Like many people before him, he does this without taking into cognizance the facts and extenuating circumstances of each relationship. Without realizing that no matter the amount of statistics and/or theories you throw at a relationship, it will only succeed as long as the two people in it work for it to succeed. That no partner to a relationship, whether male or female, should do the work alone. That when every relationship fails, the women as much as the men are to blame.

Ekene joins people like Beyonce to confuse women by their exposition of theories. Standing from some rather misconceived hallowed ground many such people give a long list of reasons why they should not stay in relationships without first looking at where they themselves stand.

In singing her song “Put a ring on it…” Beyonce tries to convince women to leave their men and look for others to forge ahead with if he does not marry them on time despite the fact that she waited for several years for her man to marry her.

In the song “Independent Woman”, she proclaims to women to pursue success on their own devoid of reliance on men despite the fact that one of her most motivating figures is her father (who doubles as her manager) and that she depended on her then boyfriend, Jay-Z, for some of her hit songs.

In singing the song “No Scrubs” and “Bills, Bills, Bills”, TLC and Beyonce gave the impression that a man with no money, or not enough money or less money than a woman, is just not a man and is therefore not worth any sort of dalliance with. Is there any man that has had that song sang to him? Whether by words or actions? Can I get a witness?

Did any woman reading this get that impression? As a result of the impression did you follow it and refuse to date men not as financially well to do as you? Did that leave you in a better place? I would really like answers.

I am sure most men, perhaps even Ekene has a wife/girlfriend who has made excuses for him, had to adjust to him and his standards in some way and maybe was even or is even under pressure for the next step to be taken. That, my dear, is the way of the world.

The point that everybody- man, woman and child, should understand is that no particular gender holds the key to any relationship success or failure. It depends on the particular individuals involved and the manner in which they conduct themselves.

The sad state of affairs is that there are many terrible men out there. Men who plunder and pillage women. Who wreck hearts, lives, opinions, beliefs. Men who make even other men cringe. Who provide stuff of legend and bar tales.

But the truth is that there are women like that too. Who will stop at nothing to get what they want, who use men for sex as well, who pillage and plunder and make men do all the things that Ekene wrote in his article. Who have also done to many men what men have done to many women.

That being said, I will never subscribe to an opinion that says only women are the prize worth. The notion that no matter how hard I work, how well I treat my spouse, what I do to make myself an attractive option, the way I am with my children I will never be regarded as the crown over my wife’s head is unacceptable.
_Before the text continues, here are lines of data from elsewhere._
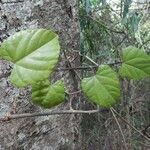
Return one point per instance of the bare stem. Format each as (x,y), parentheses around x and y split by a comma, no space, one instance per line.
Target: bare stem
(47,113)
(125,144)
(130,124)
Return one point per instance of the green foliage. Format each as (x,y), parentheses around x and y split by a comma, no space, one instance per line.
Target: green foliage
(34,54)
(103,88)
(136,63)
(46,95)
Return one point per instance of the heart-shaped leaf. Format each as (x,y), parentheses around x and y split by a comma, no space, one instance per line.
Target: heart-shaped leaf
(46,95)
(103,88)
(136,63)
(34,54)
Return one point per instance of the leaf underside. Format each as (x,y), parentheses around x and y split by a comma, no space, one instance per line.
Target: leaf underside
(103,88)
(136,64)
(46,95)
(34,54)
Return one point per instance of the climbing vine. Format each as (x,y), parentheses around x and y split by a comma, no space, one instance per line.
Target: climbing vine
(35,54)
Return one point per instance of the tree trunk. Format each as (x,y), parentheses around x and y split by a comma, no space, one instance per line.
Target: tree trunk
(49,132)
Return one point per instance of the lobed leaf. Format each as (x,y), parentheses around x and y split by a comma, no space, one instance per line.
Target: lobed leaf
(34,54)
(136,63)
(103,88)
(46,95)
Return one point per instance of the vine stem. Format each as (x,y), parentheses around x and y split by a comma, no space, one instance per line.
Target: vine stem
(38,114)
(123,137)
(130,124)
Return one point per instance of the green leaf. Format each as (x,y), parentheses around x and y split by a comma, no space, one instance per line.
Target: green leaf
(34,54)
(103,88)
(46,95)
(136,64)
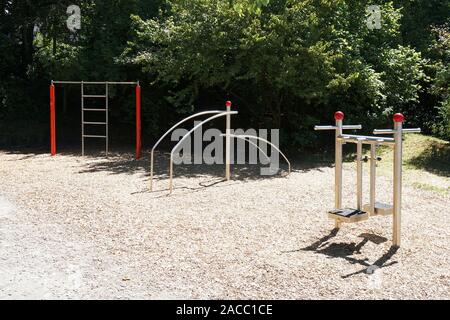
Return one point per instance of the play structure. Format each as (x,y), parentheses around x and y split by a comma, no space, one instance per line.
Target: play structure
(86,109)
(228,136)
(373,208)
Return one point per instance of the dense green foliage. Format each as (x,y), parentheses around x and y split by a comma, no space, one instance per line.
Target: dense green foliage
(286,64)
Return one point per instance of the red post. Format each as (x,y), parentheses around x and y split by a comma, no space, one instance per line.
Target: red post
(138,122)
(52,120)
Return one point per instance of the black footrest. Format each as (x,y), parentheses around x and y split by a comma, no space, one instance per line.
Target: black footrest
(348,215)
(347,212)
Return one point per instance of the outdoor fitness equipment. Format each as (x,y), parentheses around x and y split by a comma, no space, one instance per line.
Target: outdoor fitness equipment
(84,109)
(228,136)
(347,215)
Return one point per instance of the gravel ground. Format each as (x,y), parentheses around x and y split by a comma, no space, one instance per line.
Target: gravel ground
(89,228)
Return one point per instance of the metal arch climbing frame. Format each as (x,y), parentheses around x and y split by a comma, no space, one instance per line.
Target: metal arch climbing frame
(169,131)
(83,109)
(247,137)
(222,114)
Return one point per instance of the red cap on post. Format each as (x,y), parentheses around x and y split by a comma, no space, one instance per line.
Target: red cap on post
(398,117)
(339,116)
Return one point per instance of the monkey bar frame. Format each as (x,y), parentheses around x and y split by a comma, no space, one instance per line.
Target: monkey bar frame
(83,110)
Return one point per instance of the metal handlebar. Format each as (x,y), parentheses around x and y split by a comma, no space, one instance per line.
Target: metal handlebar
(346,127)
(391,131)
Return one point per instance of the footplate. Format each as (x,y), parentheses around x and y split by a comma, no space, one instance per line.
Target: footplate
(381,209)
(348,215)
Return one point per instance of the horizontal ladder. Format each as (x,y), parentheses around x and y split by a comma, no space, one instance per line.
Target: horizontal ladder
(96,123)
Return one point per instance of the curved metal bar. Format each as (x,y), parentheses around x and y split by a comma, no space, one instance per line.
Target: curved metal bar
(170,130)
(254,144)
(264,140)
(221,114)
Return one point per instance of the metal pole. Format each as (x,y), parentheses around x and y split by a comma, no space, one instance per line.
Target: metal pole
(52,120)
(228,142)
(107,118)
(373,163)
(82,119)
(339,117)
(398,135)
(151,170)
(138,121)
(171,174)
(359,174)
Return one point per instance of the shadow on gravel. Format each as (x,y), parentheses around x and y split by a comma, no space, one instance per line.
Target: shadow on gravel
(124,163)
(347,250)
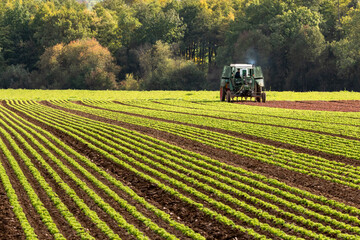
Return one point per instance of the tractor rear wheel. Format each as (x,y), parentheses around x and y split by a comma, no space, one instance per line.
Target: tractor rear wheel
(222,94)
(263,97)
(228,95)
(257,92)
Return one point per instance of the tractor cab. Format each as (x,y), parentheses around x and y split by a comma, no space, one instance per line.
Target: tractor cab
(242,80)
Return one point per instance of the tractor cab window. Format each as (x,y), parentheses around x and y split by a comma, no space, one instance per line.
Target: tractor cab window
(244,73)
(251,72)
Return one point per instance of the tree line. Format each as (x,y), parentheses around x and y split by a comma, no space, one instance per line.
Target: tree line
(302,45)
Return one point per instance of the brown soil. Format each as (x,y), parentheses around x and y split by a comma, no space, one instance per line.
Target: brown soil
(188,214)
(10,227)
(339,106)
(318,186)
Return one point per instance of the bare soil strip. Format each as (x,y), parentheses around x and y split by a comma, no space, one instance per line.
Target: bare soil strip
(129,218)
(227,119)
(10,227)
(255,114)
(317,186)
(291,147)
(33,217)
(338,106)
(189,215)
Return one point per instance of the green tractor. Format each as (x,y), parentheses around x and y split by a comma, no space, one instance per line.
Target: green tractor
(244,81)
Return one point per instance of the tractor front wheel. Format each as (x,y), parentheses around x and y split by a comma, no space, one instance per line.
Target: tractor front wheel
(263,97)
(228,95)
(222,94)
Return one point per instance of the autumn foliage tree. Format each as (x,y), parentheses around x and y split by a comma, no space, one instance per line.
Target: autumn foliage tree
(81,64)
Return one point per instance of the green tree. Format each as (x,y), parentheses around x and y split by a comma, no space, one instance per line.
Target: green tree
(55,24)
(161,70)
(81,64)
(157,24)
(15,35)
(15,76)
(347,51)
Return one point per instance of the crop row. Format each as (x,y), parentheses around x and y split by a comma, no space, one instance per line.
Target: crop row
(315,141)
(248,115)
(345,118)
(117,217)
(77,131)
(310,165)
(121,202)
(99,147)
(112,128)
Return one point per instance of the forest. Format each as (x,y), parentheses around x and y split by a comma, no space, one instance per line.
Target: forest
(302,45)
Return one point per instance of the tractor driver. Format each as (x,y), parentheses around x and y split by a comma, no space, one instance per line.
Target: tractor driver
(237,74)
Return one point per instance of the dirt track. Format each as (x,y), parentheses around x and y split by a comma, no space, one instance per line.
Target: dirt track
(339,106)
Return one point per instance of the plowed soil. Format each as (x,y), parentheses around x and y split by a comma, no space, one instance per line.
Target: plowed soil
(186,213)
(315,185)
(339,106)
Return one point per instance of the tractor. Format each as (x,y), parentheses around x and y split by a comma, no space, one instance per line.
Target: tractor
(244,81)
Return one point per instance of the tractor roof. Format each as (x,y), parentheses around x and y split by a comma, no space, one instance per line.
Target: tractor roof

This is because there are good quality men out there. Men who are the stuff of dreams and romantic novels. Men who know how to treat a woman right, in the office, in the gym, on the streets, in public, in private, in bed. Many women will testify that they have met good men in the course of their life. Whether or not that relationship ended the way they desired is a different matter all together.

I will like to believe I am one of such men. And, I am surrounded by them. In my family, in the work place, on the street. Men to whose goodness I can testify.
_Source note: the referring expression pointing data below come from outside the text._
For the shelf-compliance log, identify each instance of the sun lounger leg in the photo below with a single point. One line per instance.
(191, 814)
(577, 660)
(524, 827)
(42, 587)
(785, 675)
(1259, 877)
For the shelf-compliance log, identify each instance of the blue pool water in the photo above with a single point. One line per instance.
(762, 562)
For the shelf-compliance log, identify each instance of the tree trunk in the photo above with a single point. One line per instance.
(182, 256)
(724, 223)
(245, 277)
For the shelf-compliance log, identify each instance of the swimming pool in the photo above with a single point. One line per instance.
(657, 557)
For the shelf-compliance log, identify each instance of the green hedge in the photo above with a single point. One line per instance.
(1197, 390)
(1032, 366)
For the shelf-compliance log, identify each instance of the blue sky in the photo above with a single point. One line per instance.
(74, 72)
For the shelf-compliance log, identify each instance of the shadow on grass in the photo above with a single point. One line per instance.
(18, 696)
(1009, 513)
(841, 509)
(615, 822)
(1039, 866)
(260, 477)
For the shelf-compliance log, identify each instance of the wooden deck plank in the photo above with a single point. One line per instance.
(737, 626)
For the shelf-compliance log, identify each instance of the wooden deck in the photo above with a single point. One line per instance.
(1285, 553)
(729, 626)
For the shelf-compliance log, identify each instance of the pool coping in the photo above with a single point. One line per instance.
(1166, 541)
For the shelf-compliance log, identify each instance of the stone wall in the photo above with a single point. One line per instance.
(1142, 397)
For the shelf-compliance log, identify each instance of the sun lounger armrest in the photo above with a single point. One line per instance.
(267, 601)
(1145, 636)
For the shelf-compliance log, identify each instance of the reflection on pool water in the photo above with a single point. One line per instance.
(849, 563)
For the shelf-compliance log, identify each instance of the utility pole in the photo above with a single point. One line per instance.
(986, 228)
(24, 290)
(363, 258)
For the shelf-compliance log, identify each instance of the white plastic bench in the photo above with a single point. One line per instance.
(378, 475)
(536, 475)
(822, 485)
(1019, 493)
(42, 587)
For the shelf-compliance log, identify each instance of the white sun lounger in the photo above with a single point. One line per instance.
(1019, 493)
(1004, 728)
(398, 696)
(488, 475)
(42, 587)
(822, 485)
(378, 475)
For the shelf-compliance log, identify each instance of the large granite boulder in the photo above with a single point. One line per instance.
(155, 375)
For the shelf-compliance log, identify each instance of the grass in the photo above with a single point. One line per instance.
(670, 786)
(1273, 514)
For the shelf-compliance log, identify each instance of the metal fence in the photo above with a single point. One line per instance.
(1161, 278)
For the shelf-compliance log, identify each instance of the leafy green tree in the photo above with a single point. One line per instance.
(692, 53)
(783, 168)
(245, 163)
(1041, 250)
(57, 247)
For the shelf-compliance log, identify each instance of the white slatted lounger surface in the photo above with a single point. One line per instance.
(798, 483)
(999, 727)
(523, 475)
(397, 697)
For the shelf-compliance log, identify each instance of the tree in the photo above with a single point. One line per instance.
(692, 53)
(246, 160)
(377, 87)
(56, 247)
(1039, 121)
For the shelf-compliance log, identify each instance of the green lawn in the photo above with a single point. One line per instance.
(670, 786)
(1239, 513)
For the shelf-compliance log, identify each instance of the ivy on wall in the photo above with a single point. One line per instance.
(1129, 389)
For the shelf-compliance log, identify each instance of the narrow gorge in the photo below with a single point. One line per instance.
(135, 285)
That is not to say that I have not broken hearts, or caused a woman to lower her standards, or had a woman make excuses for me. But, I have also had my heart broken and have lowered my standards. I have searched in a bag of nothings for something. And I most definitely have made excuses.

All those things make us who we are and help define our lives because they happen to us all. Not just to women. But to men as well. There is indeed a ring of poetic justice to it all. As they say, what goes around comes around.